BIZCHINA / Weekly Roundup |
Market mania(China Daily)Updated: 2006-12-11 08:34 With so many major companies listing on the home market, investors are going for the blue chips. The ICBC, the country's largest bank, by issuing 13 billion A shares worth US$19.1 billion, replaced Sinopec as the biggest blue chip on the Shanghai exchange. In the world's largest IPO, the bank attracted many institutional investors seeking long-term investment in the A-share market and wanting to share the fruit of the country's dramatic growth.
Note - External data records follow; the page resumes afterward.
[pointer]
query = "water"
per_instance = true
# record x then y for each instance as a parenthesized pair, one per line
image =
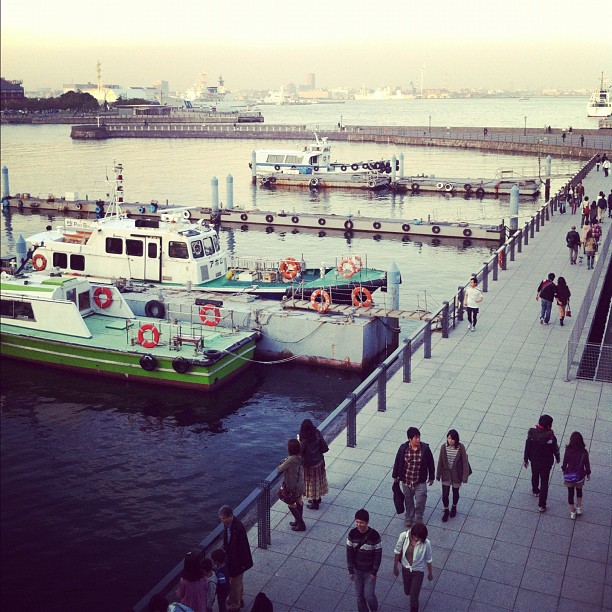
(106, 485)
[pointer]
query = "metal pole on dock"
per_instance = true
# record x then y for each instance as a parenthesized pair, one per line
(5, 186)
(229, 185)
(514, 204)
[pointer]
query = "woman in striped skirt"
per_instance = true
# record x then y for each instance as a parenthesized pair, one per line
(453, 470)
(315, 479)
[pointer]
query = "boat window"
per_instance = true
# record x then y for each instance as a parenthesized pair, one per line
(77, 262)
(60, 260)
(178, 249)
(17, 310)
(84, 301)
(114, 246)
(135, 248)
(196, 249)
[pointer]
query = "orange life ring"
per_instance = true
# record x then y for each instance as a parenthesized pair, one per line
(108, 297)
(347, 267)
(39, 262)
(289, 268)
(323, 305)
(216, 318)
(148, 343)
(358, 295)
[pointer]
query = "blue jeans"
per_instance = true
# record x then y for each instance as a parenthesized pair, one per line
(415, 499)
(365, 590)
(545, 309)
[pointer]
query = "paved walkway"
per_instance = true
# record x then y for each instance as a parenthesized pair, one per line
(499, 553)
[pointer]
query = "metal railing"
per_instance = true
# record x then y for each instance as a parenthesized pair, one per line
(255, 509)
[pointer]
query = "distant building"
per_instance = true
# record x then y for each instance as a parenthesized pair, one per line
(10, 90)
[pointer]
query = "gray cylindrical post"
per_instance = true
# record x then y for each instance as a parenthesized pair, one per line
(214, 183)
(427, 340)
(229, 185)
(407, 360)
(5, 185)
(514, 204)
(445, 320)
(351, 421)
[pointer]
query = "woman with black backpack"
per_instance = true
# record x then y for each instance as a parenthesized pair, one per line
(576, 468)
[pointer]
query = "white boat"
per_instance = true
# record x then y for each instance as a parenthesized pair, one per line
(600, 104)
(312, 167)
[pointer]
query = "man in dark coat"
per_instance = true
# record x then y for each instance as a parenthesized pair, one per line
(541, 449)
(414, 467)
(238, 556)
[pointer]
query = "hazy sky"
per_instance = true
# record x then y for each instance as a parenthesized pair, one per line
(267, 43)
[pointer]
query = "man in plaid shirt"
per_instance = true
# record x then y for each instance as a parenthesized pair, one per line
(413, 464)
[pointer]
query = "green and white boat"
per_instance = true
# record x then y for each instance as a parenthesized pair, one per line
(69, 323)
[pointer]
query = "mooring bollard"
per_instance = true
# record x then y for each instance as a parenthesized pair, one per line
(407, 360)
(264, 536)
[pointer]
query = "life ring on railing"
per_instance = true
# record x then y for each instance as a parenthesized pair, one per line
(216, 315)
(323, 305)
(39, 262)
(347, 268)
(289, 268)
(148, 343)
(108, 297)
(361, 297)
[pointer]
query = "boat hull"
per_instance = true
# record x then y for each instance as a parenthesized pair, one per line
(123, 364)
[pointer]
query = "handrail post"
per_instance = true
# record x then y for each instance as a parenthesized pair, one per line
(382, 388)
(460, 297)
(427, 340)
(351, 421)
(407, 360)
(264, 537)
(445, 320)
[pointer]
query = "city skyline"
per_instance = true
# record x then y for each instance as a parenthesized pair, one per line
(478, 45)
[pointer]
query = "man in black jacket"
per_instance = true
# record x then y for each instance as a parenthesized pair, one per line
(238, 556)
(413, 463)
(573, 242)
(541, 449)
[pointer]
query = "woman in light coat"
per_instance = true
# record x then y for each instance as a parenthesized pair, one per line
(453, 470)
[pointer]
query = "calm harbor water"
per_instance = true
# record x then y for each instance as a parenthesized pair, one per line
(106, 485)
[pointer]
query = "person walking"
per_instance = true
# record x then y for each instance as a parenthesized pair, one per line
(293, 483)
(546, 294)
(313, 447)
(572, 240)
(414, 467)
(413, 551)
(563, 296)
(453, 471)
(590, 248)
(473, 298)
(363, 557)
(238, 556)
(575, 467)
(541, 449)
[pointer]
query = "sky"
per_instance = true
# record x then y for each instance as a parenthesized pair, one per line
(263, 44)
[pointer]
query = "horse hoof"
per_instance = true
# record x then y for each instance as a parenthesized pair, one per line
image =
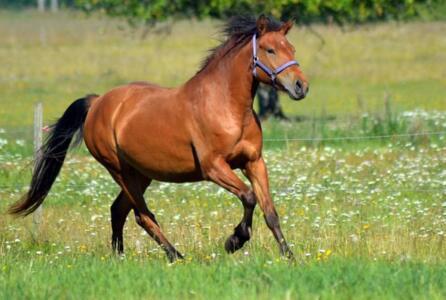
(173, 256)
(232, 244)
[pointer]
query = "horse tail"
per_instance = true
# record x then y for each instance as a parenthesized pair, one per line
(52, 155)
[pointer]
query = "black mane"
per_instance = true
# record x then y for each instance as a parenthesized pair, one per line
(237, 32)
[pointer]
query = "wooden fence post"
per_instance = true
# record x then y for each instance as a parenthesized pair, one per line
(38, 126)
(41, 5)
(54, 6)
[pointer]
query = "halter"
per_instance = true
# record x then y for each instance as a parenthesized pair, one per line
(272, 74)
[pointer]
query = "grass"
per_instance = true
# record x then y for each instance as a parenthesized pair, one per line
(365, 218)
(71, 278)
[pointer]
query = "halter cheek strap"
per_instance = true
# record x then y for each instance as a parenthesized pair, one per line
(272, 74)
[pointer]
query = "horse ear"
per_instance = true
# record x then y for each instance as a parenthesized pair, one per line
(262, 24)
(286, 27)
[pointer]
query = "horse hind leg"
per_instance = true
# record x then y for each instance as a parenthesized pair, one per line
(119, 211)
(134, 192)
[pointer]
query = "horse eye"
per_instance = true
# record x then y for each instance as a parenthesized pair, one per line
(270, 51)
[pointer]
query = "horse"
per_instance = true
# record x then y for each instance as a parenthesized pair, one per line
(201, 130)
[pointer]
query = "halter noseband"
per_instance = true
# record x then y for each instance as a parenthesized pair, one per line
(272, 74)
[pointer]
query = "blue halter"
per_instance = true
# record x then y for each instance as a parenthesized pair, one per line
(272, 74)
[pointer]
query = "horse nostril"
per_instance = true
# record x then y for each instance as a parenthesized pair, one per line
(299, 87)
Foreign A-share investment On December 4, the day's overall investment in the Shanghai and Shenzhen stock exchange s totaled 77 million yuan (US$9.8 million), according to China Securities Depository and Clearing Corporation statistics. The listed companies' third quarter financial reports show that among the top 10 investors in tradable shares, qualified foreign institutional investors, the QFIIs, ranked second behind fund management companies. The QFIIs invested 24 billion yuan (US$3 billion) in the A-share market, up 220 per cent year-on-year . "Over the next few years, the China Securities Regulatory Commission (CSRC) will continue to gradually increase the number of QFIIs and the quota they are able to invest in the stock market," Shang Fulin, chairman of CSRC said in a forum held in Beijing December 2. He emphasized that the flow of more QFII funds into the A-share market is part of the government's long-term strategy to speed up the opening of the financial market to foreign investors. In 2006, the CSRC approved 18 new QFIIs, with the number rapidly increasing in the second half of the year. Meanwhile, the combined QFII investment quotas surpassed US$8.84 billion by December 5. As one of the QFIIs, the Morgan Stanley China A-Share Fund, started in September, is proving the popularity of QFIIs. The fund's IPO sold out in one day before it started trading on the New York Stock Exchange September 28 . The fund is a closed-end, non-diversified type sold only to individual investors in the United States. "China's securities regulator is also happy to see this type of fund as it has a long-term investment strategy in China's A-share market," Tony Archer, Morgan Stanley Investment Management's Asia-Pacific head says. A QFII, like a pension fund or a social security fund,
has a longer investment/return term in the stock market, usually three to five
years. Also, QFII managers tend to prefer investing in blue chips as they
usually reflect the country's economic growth.